Richardson was warned that all the slow climbing would hinder her speed, but three weeks after her runner-up finish at the trail marathon championships in Moab, she came back and ran an Olympic trials qualifier of 2:42 on the relatively flat Cal International Marathon course. “I attribute that to the strength that mountain and ultrarunning provided,” she says. “I do believe that they all complement one another.”
Workout #4: Continuous Tempo Run
Example: 4-8 miles at tempo (lactate threshold) pace on track/road
Who: Anyone looking for a fitness boost
Why: As much as Richardson and Reagan love the trails, it’s not wise to do all your workouts on singletrack. “The more you can mix (surfaces) the better,” says Reagan. “There’s going to be certain things that you can get in terms of running efficiency and economy on a track that are going to be a little difficult to simulate on an extremely hilly or technical trail.”

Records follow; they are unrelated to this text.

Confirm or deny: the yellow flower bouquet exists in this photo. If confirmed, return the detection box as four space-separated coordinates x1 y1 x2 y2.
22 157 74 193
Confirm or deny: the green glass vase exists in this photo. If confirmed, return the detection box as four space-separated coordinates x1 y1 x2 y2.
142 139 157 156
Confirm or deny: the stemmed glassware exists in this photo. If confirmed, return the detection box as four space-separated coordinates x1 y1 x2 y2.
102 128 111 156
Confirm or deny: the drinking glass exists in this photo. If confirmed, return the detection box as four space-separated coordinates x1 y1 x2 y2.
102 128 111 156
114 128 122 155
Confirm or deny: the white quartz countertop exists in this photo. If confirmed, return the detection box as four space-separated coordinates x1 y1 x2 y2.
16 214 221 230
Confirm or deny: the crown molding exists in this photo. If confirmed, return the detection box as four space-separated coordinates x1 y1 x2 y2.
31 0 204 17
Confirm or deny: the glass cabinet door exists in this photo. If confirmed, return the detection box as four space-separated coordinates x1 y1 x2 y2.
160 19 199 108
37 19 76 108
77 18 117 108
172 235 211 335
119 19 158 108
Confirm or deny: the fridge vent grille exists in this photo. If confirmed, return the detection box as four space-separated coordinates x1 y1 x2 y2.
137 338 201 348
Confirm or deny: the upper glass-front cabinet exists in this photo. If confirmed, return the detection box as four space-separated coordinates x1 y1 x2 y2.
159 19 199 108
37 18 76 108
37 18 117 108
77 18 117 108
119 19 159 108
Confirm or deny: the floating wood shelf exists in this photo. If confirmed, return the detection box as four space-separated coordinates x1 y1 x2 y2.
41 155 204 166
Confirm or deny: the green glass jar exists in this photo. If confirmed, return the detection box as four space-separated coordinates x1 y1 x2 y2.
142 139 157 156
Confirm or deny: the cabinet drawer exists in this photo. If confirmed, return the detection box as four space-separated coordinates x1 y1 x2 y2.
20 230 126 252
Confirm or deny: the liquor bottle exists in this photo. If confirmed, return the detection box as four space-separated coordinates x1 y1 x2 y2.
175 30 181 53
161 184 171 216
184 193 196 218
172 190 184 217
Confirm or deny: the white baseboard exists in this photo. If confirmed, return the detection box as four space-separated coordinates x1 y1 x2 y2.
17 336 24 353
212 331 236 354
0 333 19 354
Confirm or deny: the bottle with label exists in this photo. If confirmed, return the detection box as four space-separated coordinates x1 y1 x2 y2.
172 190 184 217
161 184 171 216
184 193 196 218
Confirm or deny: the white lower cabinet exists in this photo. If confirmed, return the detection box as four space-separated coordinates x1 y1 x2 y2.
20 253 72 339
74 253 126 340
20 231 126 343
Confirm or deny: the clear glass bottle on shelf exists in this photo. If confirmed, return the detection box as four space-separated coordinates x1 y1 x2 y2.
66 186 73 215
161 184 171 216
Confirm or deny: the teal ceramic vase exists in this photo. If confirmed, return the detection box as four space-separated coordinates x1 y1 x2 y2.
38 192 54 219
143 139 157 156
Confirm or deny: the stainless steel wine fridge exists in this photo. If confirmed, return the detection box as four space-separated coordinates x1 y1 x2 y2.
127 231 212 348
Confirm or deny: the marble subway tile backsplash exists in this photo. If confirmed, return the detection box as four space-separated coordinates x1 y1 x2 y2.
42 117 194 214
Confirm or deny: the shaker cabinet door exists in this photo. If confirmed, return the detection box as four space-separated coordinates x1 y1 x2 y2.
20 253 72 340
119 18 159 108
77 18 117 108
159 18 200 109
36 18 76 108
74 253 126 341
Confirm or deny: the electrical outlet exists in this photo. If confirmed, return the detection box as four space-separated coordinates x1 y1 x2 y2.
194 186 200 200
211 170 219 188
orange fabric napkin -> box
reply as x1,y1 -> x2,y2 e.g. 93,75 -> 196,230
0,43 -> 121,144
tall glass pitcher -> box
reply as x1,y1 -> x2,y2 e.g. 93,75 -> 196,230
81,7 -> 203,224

Fitness matters on race day more than anything. Tempos and long cruise intervals (reps of 1-2 miles at tempo pace with a short recovery in between) are an excellent way to build the stamina needed to maintain your pace and form for the duration of a long race. Staying in the proper training zones, though, usually requires a flat or relatively consistent surface.
Richardson concurs. “Overall my main focus is building fitness,” she says. “The race-specific days are just to allow me to gain confidence on the trails, and so I am not surprised by anything come race day.”